Cybercrime fears are on the rise but it’s not bad news for everyone: the IT security sector is booming.
With high-profile hacks against firms like JD Wetherspoons and TalkTalk exposing hundreds of thousands’ personal and financial data, and government and big business alike have been racing to tackle the growing threat, with the UK doubling its cybersecurity spend over the next five years.
And firms specialising in tackling digital crooks are rapidly emerging as the winners of this arms race:
“Cybersecurity and the associated arms race is now the issue of the digital age. Cybercrime is the single biggest threat to corporations,” Rob Cotton, chief exec of cybersecurity firm NCC Group, said to City A.M..
Britain is emerging as a leader in cybersecurity, with firms like NCC and Darktrace posting stellar growth, and Sophos’ July flotation London’s biggest tech IPO ever.
A total of 11 UK firms made the Cybersecurity 500 ranking, otherwise full of mostly US firms. It may sound like a relatively small number, but the sector is predicted for further expansion.
“The UK has a rich ecosystem of cybersecurity product vendors, service providers, event producers, and media firms – and we are expecting substantially further representation of UK cybersecurity companies”, said Cybersecurity Ventures founder and chief executive Steve Morgan to Techworld, calling the UK a “global leader” in cybersecurity innovation.
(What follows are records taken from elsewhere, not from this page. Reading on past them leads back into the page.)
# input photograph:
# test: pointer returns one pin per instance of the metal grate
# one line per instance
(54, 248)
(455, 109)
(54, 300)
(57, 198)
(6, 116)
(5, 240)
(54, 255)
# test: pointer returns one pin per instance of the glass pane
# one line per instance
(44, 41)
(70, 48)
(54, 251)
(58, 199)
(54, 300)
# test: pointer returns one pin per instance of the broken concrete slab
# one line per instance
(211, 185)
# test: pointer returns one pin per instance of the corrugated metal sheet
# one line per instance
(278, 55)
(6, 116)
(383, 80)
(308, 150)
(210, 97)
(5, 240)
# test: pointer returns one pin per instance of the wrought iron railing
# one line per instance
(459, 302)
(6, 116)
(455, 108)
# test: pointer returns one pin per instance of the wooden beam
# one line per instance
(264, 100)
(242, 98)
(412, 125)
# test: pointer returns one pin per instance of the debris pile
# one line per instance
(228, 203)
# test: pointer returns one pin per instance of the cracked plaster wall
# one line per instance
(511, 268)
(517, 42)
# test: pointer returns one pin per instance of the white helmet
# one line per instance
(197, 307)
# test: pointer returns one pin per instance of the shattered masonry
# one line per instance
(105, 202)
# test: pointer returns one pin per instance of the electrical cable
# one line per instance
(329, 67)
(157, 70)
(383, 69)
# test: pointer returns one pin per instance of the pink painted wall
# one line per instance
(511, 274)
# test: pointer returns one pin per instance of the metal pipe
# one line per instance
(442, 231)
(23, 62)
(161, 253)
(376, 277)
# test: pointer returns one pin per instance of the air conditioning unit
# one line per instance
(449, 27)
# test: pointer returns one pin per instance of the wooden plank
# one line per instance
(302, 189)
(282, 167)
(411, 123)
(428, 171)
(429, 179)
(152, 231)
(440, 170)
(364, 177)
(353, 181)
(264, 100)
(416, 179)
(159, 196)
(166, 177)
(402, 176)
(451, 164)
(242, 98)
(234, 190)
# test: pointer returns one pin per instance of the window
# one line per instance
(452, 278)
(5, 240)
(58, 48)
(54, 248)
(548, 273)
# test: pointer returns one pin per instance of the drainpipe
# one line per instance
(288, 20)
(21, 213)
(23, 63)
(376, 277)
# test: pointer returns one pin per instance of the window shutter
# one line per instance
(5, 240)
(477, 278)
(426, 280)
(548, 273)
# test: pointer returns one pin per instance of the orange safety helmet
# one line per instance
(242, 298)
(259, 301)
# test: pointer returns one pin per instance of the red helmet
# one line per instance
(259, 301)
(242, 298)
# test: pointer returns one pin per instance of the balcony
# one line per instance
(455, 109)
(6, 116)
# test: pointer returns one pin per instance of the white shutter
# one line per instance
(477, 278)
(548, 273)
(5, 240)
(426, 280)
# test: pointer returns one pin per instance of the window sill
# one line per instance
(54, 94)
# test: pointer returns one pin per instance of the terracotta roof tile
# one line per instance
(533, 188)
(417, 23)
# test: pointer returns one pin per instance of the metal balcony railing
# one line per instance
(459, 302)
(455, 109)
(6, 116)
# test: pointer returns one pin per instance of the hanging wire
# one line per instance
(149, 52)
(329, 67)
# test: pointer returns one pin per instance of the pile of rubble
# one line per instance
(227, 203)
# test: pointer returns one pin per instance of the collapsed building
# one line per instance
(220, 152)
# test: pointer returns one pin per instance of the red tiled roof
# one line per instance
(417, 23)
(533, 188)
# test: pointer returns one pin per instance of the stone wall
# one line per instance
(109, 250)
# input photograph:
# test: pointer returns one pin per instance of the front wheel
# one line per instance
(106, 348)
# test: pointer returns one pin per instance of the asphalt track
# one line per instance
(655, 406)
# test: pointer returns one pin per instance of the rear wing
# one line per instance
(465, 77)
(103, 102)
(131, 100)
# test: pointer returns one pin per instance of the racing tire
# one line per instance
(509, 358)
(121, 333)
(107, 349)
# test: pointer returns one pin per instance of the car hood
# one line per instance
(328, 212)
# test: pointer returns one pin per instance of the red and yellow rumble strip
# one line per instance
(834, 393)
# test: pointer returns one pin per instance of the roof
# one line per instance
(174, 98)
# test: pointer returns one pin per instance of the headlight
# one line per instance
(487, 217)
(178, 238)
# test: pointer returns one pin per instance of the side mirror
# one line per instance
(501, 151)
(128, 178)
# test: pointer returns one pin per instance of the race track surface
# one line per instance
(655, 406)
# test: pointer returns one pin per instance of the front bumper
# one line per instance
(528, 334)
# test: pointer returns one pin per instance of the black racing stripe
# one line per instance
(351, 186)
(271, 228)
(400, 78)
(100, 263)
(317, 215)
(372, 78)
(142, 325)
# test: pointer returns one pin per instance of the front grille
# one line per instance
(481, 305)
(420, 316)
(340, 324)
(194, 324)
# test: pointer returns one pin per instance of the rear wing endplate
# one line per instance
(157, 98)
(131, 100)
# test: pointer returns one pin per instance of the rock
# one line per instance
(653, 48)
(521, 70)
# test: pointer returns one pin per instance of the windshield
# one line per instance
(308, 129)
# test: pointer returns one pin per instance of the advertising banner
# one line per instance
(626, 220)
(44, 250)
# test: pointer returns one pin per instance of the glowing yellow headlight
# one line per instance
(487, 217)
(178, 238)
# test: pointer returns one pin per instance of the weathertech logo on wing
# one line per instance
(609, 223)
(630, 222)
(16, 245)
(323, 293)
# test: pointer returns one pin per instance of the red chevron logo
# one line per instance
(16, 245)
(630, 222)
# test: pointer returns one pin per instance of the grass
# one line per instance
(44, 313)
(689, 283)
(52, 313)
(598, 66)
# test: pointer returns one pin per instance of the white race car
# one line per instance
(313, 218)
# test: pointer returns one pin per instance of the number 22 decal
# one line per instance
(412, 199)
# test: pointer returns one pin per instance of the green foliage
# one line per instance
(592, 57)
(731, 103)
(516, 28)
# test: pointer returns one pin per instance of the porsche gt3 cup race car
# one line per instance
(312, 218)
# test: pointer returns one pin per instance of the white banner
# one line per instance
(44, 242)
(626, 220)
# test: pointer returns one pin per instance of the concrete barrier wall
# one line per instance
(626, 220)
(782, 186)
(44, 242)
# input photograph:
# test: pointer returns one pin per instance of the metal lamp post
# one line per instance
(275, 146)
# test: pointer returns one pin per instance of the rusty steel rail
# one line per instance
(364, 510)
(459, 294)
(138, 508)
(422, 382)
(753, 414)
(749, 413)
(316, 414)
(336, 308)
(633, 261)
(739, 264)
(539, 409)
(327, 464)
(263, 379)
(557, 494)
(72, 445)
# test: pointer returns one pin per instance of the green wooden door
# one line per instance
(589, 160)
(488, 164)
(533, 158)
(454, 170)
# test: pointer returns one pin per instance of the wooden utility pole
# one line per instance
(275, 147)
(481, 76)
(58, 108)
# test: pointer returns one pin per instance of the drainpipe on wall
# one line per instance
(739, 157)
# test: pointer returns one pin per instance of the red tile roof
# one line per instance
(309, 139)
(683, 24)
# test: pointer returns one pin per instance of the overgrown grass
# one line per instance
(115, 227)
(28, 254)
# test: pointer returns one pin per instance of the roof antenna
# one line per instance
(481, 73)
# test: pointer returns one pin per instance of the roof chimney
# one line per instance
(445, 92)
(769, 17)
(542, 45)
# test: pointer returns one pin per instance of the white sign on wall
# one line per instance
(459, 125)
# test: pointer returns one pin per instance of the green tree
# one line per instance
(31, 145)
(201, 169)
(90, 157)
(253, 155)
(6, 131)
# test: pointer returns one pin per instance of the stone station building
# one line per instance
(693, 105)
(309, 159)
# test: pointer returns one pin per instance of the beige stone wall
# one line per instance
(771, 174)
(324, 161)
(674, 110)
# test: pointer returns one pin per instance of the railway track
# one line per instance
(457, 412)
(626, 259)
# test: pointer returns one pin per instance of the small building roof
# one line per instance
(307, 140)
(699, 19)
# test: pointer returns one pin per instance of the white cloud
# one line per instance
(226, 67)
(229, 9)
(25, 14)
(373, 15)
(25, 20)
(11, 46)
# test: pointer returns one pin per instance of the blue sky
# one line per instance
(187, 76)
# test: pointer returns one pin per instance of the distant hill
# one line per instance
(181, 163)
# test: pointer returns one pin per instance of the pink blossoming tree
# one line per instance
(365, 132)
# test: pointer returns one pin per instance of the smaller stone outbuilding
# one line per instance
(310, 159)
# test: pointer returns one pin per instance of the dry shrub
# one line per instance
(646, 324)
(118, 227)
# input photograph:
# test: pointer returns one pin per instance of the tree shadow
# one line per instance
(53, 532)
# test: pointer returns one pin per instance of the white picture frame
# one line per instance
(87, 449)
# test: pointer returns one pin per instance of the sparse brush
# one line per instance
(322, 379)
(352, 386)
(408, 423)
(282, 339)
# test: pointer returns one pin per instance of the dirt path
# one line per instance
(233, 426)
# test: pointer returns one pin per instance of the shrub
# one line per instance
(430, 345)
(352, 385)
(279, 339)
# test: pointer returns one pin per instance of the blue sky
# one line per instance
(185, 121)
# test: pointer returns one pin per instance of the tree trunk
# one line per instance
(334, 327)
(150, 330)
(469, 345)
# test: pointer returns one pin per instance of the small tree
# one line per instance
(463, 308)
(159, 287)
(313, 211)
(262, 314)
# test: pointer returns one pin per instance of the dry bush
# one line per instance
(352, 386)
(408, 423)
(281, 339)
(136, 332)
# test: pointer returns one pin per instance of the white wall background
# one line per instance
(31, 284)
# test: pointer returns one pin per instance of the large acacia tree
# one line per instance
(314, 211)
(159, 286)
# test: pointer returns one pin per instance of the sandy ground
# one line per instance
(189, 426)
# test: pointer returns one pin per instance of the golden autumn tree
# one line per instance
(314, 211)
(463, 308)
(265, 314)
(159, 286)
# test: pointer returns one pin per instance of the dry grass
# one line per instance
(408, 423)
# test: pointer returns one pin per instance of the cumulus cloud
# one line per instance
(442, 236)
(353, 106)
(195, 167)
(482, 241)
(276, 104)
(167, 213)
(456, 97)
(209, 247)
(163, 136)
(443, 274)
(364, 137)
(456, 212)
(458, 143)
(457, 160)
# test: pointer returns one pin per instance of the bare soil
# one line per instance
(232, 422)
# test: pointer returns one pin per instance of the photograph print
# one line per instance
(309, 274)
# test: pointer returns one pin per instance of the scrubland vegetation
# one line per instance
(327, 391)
NCC, promoted to the FTSE 250 index in December, posted results today sure to put a smile on investors’ faces, with quarterly sales soaring by 50 per cent and profits up 26 per cent.
Rival Darktrace, founded just two years ago, has doubled its employees in the past year and was recently valued at £150m.
So what lies ahead for the cybersecurity sector as cyber threats are expected to continue to grow in 2016? FireEye nabbed threat intelligence firm iSight only yesterday, and at the end of last year, NCC went shopping for rival Fox-It.
Cotton expects more consolidation to come, “particularly as the recruitment for high quality security consultants becomes even more competitive”. Threat intelligence is also predicted to be a growing sector as firms become more proactive, as new strict EU legislation enforcing disclosure and imposing steep sanctions firms neglecting to protect themselves from attacks pushes the issue higher up on corporate agendas.
“Cultural change is needed. The majority of boards do not have executives with the necessary IT skills, let alone an understanding of cybersecurity,” warns Cotton.
Experts agree that early detection and a proactive stance are key for firms wishing to minimise the damage of a breach.
“The reality is that all organisations face both external and insider threats, so they need to continuously assume that some level of compromise is inevitable, and adopt ‘immune system’ methods of defence that can spot early indicators of subtle threats and enable a response before a business crisis occurs,” said Dave Palmer, director of technology at Darktrace.